Dramatis Personae resumes the Stage by Stage narrative after the disappearance of Greek and Roman drama in the turbulent first centuries of the Christian epoch, tracing the return of religious theatre and ritual, with Passion Plays, Mysteries and Moralities taking over from classical drama while folk farce flourishes throughout the Middle Ages. Starting in Italy with the revival of classical works, the Renaissance produces whimsical new dramatic forms including commedia dell’arte, as well as exalted musical innovations culminating in resplendent operas and opulent ballets. The author studies the impact of the Renaissance in Spain, France, Germany, Holland and in England, where theatre reached an extraordinary climax in the Elizabethan and Jacobean eras.
A vivid picture is projected of the developing theatrical world and the contributions of Kyd and Marlowe, before arriving at Shakespeare. The author gives a detailed summary of Shakespeare’s plays and how they have been interpreted through the centuries since their first performance. The book also discusses the personalities and scripts of many of Shakespeare’s contemporaries – Ford, Beaumont, Fletcher and others now less well known – before evoking the lives and output of Jonson and Webster, two great dramatists who outlived the Bard.

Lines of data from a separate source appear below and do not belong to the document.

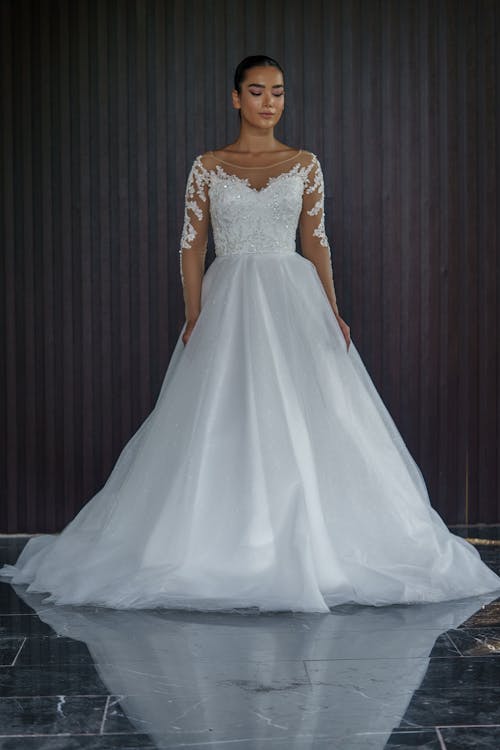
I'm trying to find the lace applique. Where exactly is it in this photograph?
[305,155,330,248]
[208,161,314,193]
[179,156,210,253]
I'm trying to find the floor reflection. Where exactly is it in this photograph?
[11,586,493,750]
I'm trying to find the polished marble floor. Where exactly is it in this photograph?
[0,527,500,750]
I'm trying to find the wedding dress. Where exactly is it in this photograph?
[1,150,500,612]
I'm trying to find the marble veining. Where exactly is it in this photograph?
[0,529,500,750]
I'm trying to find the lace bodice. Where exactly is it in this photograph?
[179,150,333,320]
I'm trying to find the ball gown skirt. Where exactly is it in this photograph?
[2,253,500,612]
[0,152,500,612]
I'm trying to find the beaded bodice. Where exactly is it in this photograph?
[180,151,329,256]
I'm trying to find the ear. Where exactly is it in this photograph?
[231,89,241,109]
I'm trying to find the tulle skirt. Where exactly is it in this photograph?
[1,252,500,612]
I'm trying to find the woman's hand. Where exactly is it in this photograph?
[182,318,198,346]
[335,313,351,351]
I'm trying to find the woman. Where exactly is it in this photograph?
[4,56,500,612]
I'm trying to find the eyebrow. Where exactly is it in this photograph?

‘This volume is vast in scope, embracing the famous and the obscure … Freud brilliantly shows how the estrangement between church and theatre developed … the author has a great gift for capturing the feel of the past, an extraordinary breath of knowledge and depth of sympathy. This book is not simply a work of reference. It is not a ‘biography’ of the early Modern theatre. It is, appropriately, a pageant.' — Independent on Sunday
‘A compendious study … an absolute wealth of detail and curiousity … Freund is an expansive and erudite guide. This encyclopaediac, fascinating tome is a must have for anyone’s literary reference bookshelf.' — Scotland on Sunday
‘Theatre buffs will welcome historian Freund’s comprehensive survey … the richness is in the details, and nothing is omitted.’ — Publishers Weekly
PHILIP FREUND (1909–2008) was a writer and theatre historian, best known for the 9,000 page series on the history of theatre entitled Stage By Stage, regarded as among the most important and original studies of theatre history ever written. A true polymath who could discourse, lecture and write knowledgeably on a wealth of subjects, Freund would write novels, short stories, essays, plays, works of literary criticism and, perhaps most remarkably, with Myths of Creation (1963), a work of anthropology that ranks alongside the classics in its field. He died in 2008 at the age of 98.